BRICS as a promising alliance for Russia

Date of publication: 18 December 2020

During the coronavirus pandemic, many international organizations, including the Shanghai Cooperation Organization (SCO), have weakened. To some extent, Russia is able to compensate for this by expanding cooperation within the framework of the BRICS Association, whose members are also part of the group of countries of the “Big 20”. On the eve of the last summit (17 November 2020) under the chairmanship of Russian President Vladimir Putin in the videoconference took place the XII meeting of BRICS leaders on the theme of “BRICS Partnership for global stability, common security and innovative growth.”

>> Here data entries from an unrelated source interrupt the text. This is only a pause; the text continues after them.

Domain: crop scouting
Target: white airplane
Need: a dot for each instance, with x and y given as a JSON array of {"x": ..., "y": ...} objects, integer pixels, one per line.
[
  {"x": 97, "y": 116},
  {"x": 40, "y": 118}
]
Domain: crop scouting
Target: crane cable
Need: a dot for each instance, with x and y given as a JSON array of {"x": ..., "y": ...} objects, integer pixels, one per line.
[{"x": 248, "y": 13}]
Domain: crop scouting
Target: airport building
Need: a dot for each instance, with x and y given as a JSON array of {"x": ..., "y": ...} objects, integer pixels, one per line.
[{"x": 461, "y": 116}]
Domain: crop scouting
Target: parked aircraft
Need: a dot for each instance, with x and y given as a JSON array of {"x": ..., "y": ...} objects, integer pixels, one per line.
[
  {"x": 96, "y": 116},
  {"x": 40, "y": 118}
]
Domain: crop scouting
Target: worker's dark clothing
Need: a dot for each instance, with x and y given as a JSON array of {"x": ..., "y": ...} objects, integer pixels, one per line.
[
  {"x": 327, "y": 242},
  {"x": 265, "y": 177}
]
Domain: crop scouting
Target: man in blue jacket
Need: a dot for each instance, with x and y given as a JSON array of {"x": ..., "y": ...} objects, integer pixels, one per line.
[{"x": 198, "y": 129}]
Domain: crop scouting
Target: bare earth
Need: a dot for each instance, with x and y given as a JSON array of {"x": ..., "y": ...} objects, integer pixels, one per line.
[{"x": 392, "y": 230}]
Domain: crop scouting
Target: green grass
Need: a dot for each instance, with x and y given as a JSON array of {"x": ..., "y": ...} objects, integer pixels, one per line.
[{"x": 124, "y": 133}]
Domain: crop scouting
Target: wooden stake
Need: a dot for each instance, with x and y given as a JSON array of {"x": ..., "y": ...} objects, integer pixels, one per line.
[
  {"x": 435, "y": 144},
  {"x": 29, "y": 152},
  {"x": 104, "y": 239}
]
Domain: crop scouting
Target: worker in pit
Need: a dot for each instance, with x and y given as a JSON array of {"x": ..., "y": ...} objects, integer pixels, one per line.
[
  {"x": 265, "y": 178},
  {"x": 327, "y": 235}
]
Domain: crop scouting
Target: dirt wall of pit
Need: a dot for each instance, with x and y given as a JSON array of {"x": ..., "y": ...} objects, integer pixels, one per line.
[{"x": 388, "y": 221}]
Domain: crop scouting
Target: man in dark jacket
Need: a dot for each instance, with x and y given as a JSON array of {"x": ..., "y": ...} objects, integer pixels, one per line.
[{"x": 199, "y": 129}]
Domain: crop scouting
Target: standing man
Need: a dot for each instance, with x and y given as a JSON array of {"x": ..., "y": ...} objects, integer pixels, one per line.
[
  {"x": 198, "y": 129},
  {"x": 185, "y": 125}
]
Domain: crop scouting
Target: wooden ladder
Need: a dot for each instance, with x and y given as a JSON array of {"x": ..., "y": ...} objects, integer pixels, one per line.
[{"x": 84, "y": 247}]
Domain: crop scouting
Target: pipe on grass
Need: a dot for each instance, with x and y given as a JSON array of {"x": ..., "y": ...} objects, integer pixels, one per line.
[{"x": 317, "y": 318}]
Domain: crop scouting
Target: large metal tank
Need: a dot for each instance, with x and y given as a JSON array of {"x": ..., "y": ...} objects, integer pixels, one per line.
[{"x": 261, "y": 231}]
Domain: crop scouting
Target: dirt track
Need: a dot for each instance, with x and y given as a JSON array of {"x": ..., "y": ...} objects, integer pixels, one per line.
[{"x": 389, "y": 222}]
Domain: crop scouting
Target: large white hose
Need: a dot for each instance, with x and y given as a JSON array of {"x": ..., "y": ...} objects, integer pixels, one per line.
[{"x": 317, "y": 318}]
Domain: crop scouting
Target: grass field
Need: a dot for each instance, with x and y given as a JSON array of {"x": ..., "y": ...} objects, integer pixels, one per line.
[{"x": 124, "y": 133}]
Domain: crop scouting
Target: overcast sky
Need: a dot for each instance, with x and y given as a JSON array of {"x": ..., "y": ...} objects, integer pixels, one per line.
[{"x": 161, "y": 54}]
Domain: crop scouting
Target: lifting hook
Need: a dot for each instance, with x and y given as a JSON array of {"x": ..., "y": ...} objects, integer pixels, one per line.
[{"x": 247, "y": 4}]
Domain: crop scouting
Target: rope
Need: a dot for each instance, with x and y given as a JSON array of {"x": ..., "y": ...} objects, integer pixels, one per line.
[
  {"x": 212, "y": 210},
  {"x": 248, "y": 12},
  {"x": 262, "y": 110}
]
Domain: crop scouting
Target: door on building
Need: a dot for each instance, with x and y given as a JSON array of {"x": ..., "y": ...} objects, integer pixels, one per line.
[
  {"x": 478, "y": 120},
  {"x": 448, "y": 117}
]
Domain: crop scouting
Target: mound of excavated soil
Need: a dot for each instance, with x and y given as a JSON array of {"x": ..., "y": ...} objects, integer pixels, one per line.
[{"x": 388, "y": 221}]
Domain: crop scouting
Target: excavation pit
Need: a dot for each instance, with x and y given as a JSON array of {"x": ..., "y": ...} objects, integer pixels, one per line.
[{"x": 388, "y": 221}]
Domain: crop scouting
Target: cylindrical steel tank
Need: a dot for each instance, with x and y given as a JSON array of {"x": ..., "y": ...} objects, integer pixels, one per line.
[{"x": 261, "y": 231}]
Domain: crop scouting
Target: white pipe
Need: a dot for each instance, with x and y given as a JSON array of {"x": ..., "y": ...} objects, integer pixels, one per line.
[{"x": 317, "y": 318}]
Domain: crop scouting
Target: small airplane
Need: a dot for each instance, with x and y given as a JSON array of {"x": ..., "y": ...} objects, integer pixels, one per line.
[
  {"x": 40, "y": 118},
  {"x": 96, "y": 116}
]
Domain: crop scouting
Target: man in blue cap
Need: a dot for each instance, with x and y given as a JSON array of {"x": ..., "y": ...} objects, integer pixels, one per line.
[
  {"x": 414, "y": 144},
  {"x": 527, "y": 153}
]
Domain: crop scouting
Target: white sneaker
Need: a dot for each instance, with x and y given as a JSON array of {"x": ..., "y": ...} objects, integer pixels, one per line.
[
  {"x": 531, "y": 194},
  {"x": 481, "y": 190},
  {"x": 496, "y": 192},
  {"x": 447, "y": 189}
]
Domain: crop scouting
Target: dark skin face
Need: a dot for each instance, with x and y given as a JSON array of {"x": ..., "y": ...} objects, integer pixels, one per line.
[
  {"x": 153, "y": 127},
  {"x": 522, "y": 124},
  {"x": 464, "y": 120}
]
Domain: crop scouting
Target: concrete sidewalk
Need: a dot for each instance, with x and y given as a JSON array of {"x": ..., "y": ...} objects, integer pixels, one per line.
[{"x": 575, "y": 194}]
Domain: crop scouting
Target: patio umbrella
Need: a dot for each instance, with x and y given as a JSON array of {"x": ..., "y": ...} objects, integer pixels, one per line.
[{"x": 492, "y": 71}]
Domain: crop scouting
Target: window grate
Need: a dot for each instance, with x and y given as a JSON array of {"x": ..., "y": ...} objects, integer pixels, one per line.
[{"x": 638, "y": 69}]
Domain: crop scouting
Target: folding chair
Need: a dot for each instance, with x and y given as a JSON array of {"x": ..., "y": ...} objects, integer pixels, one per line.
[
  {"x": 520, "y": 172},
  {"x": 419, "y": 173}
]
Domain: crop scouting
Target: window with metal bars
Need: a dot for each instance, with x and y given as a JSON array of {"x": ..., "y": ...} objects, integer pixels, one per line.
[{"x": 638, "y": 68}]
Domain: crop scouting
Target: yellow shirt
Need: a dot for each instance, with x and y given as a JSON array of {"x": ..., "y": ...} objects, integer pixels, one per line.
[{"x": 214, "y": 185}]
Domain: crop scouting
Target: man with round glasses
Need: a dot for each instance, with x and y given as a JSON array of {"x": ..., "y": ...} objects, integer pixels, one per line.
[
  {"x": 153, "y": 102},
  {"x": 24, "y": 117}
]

This meeting of the BRICS leaders took place against the backdrop of a complex epidemiological situation. So, as of mid-November 2020, in India, the number of people infected with coronavirus was 8.4 million, 124 thousand people died; in Brazil, 5.6 million people fell ill, 161 thousand people died; in South Africa, 731 thousand people fell ill, less than 20 thousand people died. Of the five countries, India ranks second in the world in terms of the number of cases (after the United States), Brazil is third, and Russia is fourth. At the same time, mass vaccination of the population has begun in Russia and China, where three and eight coronavirus vaccines are at various stages of testing, respectively. Given the close relations with new Delhi, Moscow is very interested in organizing the production of one of the Russian vaccines in India, which has serious pharmaceutical capacities.

The Association (Group of countries) of Brazil, India, China, Russia and South Africa, which was created only in February 2011 (previously, since September 2006, it was called BRIC, without South Africa), is of increasing interest in our country. Unlike the SCO, the BRICS is a more balanced organization, since this Group of countries is not dominated by any one state. With the exception of India and China, other BRICS countries do not have mutual territorial claims and do not participate in military-political blocs directed against each other (there is only one unresolved armed conflict within the Association – the Sino-Indian one). All of them are members of the group of countries “Big 20”.

While the SCO initially paid great attention to military-political cooperation, in BRICS priority is given to cooperation in the financial and economic sphere and humanitarian cooperation. Terrorism is condemned, but the fight against it is not the main goal of the Association. After the meeting of the BRICS leaders in April 2011 in Sanya (China), the political component of the organization’s activities began to strengthen. So, the leaders called for a peaceful settlement of the Libyan and Syrian crises, the nuclear problem of Iran. They also discussed the situation in Eastern Ukraine.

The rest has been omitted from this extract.